Friday, Dec. 06, 1968

Merrill Lynch Censured

The smallest dabbler in penny stocks and the manager of a billion-dollar mutual fund have at least one thing in common: both men are always alert for the inside tip, the informed gossip that can lead to quick profit. Not surprisingly, stockbrokers often pick up those tips ahead of their customers. And they usually pass the information along to large institutions whose trading pays big commissions. Last week, for just such misuse of inside information, the Securities and Exchange Commission severely penalized the world's biggest brokerage house, Merrill Lynch, Pierce, Fenner & Smith.

Consent and Denial. In its confidential role as underwriter for the Douglas Aircraft Corp. during 1966, Merrill Lynch learned that the company's first-half earnings would be down sharply.

According to the SEC, the bad news was reported to 15 mutual funds and other big institutional customers as early as June 20 -- four days before Douglas an nounced its troubles. During that period Douglas stock dropped from $90 1/2 a share to $69; the investment companies liquidated or sold short their holdings, thus saving or earning a total of $4,500,000. Merrill Lynch was paid for its early-warning services, contended the SEC, by the commissions it collected on the institutional trading. And even as the big organizations were dumping Douglas, Merrill Lynch continued to buy the stock for some of its smaller customers.

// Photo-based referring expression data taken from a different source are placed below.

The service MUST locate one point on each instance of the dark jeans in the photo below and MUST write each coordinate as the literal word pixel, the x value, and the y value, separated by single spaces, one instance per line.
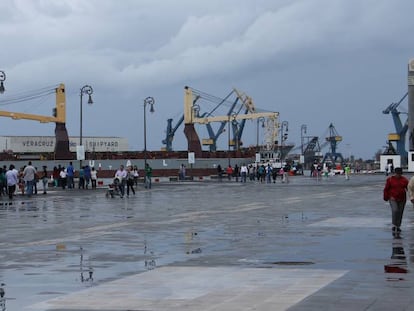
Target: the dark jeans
pixel 11 190
pixel 130 184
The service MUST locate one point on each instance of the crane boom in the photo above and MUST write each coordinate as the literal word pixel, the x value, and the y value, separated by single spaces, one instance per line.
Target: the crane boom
pixel 62 151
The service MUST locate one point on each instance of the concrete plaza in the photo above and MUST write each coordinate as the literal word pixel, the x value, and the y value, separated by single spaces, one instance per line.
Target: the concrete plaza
pixel 208 245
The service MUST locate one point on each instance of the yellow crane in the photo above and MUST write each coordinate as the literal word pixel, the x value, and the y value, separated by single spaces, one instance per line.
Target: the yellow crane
pixel 191 117
pixel 59 117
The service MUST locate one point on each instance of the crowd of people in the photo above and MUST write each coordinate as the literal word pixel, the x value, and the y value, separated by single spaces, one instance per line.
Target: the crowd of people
pixel 264 173
pixel 27 179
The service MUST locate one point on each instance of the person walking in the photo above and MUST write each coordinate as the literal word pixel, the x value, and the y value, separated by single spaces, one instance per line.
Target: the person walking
pixel 12 180
pixel 243 172
pixel 121 175
pixel 136 175
pixel 347 171
pixel 395 193
pixel 148 176
pixel 70 174
pixel 229 171
pixel 94 177
pixel 87 173
pixel 130 181
pixel 45 179
pixel 29 173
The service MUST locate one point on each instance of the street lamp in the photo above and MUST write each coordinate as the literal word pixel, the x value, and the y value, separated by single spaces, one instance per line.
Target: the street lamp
pixel 147 101
pixel 283 136
pixel 86 89
pixel 2 78
pixel 302 132
pixel 261 119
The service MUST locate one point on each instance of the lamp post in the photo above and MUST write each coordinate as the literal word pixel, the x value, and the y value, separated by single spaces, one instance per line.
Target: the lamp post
pixel 86 89
pixel 302 137
pixel 147 101
pixel 261 119
pixel 283 136
pixel 2 78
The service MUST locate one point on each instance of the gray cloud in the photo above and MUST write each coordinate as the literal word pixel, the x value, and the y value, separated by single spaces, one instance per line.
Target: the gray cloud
pixel 128 49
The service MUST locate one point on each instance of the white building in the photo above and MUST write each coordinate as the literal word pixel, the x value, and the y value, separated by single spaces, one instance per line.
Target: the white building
pixel 39 144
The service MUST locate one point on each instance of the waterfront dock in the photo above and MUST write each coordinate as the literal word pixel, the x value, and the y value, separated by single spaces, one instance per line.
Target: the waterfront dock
pixel 308 245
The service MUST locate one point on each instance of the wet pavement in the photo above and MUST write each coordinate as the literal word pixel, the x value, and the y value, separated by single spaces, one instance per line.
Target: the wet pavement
pixel 306 245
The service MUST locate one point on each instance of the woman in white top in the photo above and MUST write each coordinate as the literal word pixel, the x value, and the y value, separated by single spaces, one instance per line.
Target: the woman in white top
pixel 94 177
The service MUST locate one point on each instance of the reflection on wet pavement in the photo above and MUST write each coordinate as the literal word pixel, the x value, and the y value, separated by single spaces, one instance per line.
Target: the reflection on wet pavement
pixel 55 246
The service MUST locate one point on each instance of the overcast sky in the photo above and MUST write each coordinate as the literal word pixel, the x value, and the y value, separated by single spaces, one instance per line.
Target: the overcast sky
pixel 316 62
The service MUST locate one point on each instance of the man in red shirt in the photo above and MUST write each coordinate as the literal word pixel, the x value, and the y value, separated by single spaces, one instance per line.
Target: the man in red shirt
pixel 395 193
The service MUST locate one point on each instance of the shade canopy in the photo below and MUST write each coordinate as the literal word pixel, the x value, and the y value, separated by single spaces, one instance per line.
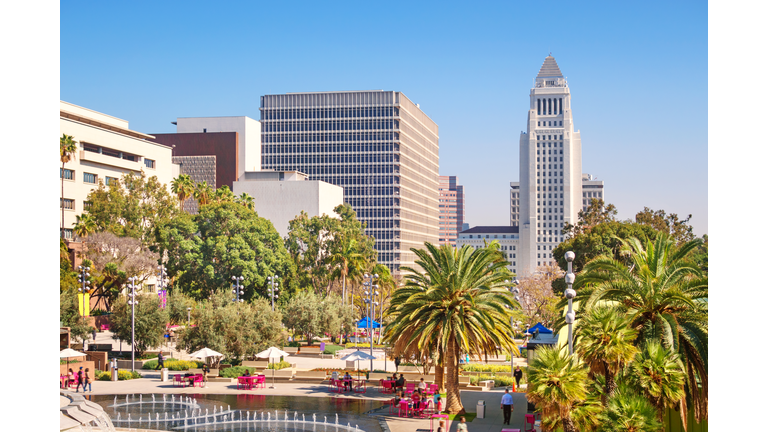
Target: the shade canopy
pixel 271 353
pixel 69 353
pixel 205 353
pixel 358 355
pixel 363 323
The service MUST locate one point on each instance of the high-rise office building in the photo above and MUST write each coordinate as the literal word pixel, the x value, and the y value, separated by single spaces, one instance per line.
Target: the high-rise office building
pixel 378 145
pixel 451 209
pixel 550 189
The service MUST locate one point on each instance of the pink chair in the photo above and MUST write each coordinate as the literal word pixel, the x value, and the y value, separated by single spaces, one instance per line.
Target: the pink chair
pixel 530 420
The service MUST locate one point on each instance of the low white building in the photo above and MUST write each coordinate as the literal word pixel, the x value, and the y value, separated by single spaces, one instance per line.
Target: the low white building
pixel 280 196
pixel 507 236
pixel 107 149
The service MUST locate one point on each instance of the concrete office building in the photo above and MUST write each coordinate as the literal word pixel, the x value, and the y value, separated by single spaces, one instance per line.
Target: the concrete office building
pixel 378 145
pixel 507 236
pixel 107 149
pixel 549 193
pixel 451 200
pixel 280 196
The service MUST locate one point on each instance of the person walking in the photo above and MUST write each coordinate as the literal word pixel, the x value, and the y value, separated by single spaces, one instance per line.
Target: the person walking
pixel 87 380
pixel 506 405
pixel 518 375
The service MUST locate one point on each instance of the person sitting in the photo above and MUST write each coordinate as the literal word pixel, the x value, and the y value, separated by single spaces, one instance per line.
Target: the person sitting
pixel 400 383
pixel 422 386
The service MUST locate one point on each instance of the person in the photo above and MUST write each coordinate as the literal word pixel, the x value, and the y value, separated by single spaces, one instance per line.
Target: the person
pixel 400 382
pixel 80 381
pixel 422 386
pixel 518 375
pixel 462 427
pixel 87 380
pixel 506 405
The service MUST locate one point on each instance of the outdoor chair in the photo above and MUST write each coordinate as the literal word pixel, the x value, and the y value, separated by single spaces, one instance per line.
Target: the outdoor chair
pixel 530 422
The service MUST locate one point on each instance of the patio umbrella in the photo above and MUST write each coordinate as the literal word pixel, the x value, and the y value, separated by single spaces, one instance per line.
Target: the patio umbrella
pixel 271 353
pixel 357 356
pixel 69 353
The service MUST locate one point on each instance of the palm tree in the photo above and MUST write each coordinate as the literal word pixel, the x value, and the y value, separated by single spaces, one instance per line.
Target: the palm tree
pixel 203 193
pixel 67 149
pixel 628 411
pixel 557 382
pixel 658 373
pixel 183 187
pixel 665 296
pixel 461 300
pixel 246 200
pixel 604 341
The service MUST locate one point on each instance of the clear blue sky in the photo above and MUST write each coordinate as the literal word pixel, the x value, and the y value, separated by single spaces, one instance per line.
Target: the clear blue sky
pixel 637 73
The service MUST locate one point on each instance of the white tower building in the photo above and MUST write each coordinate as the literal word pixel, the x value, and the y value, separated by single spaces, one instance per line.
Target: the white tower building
pixel 550 184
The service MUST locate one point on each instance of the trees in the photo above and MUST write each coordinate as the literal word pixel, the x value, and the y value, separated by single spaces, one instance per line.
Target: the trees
pixel 556 383
pixel 604 341
pixel 222 240
pixel 67 149
pixel 665 296
pixel 461 300
pixel 132 207
pixel 237 330
pixel 150 321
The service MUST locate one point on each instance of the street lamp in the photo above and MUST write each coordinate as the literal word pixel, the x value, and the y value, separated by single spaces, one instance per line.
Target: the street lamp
pixel 273 284
pixel 132 301
pixel 83 279
pixel 238 289
pixel 570 316
pixel 371 291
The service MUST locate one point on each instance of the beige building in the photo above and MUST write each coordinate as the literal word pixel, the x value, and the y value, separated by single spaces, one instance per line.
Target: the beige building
pixel 107 149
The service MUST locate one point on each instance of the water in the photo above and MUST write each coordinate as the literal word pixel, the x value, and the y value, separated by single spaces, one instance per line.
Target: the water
pixel 207 413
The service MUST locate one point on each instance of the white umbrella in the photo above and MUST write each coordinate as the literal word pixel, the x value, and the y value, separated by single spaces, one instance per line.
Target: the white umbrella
pixel 357 356
pixel 271 353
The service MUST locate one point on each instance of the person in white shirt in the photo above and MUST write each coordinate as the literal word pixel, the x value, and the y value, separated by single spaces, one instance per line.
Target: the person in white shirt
pixel 506 405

The brokerage house denies any wrongdoing. But in order to bypass the courts, Merrill Lynch "consented to findings of violations" of the federal securities laws "without admitting" the validity of the charges. Explained President Donald T. Regan: "We decided it would be best not to engage in a prolonged and costly dispute with a Government agency." Such litigation would probably have worked its way up to the U.S. Supreme Court and taken years to resolve. During that time, the case would have continued to generate even more harmful publicity.

By settling with the SEC, the firm managed to blunt some of the impact of the case. Still, the SEC publicly rebuked ten Merrill Lynch employees, and seven were ordered temporarily suspended without pay. Among them were Archangelo Catapano, a vice president and the firm's aerospace specialist, who was suspended for 60 days, Philip F. Bilbao, vice president and manager of institutional services, and five of his salesmen each drew 21 days. Three other Merrill Lynch employees, including two more vice presidents, were just censured. The commission also ordered Merrill Lynch to close its New York institutional sales office for 21 days and its West Coast underwriting office for 15 days during December, one of the year's heaviest trading periods. The closings may cost the firm more than $500,000 in lost business.

More to Come. The stain on the image of the firm that likes to boast that it brought Wall Street to Main Street will be difficult to erase. The 15 institutional investors accused of acting on the Merrill Lynch tip--including Dreyfus Corp., the Madison Fund and Investors Management Co.--are still to appear before an SEC examiner for hearings on the Douglas case. And individual Merrill Lynch customers who feel that they were wronged by the Douglas incident may claim compensation for their losses.

Whatever the outcome of those suits, the SEC obviously hopes that the case will serve as a warning to Wall Street's leaders to think twice before passing inside information to anyone--unless it is simultaneously released to everyone. From now on, if the SEC has its way, the securities industry will run scared.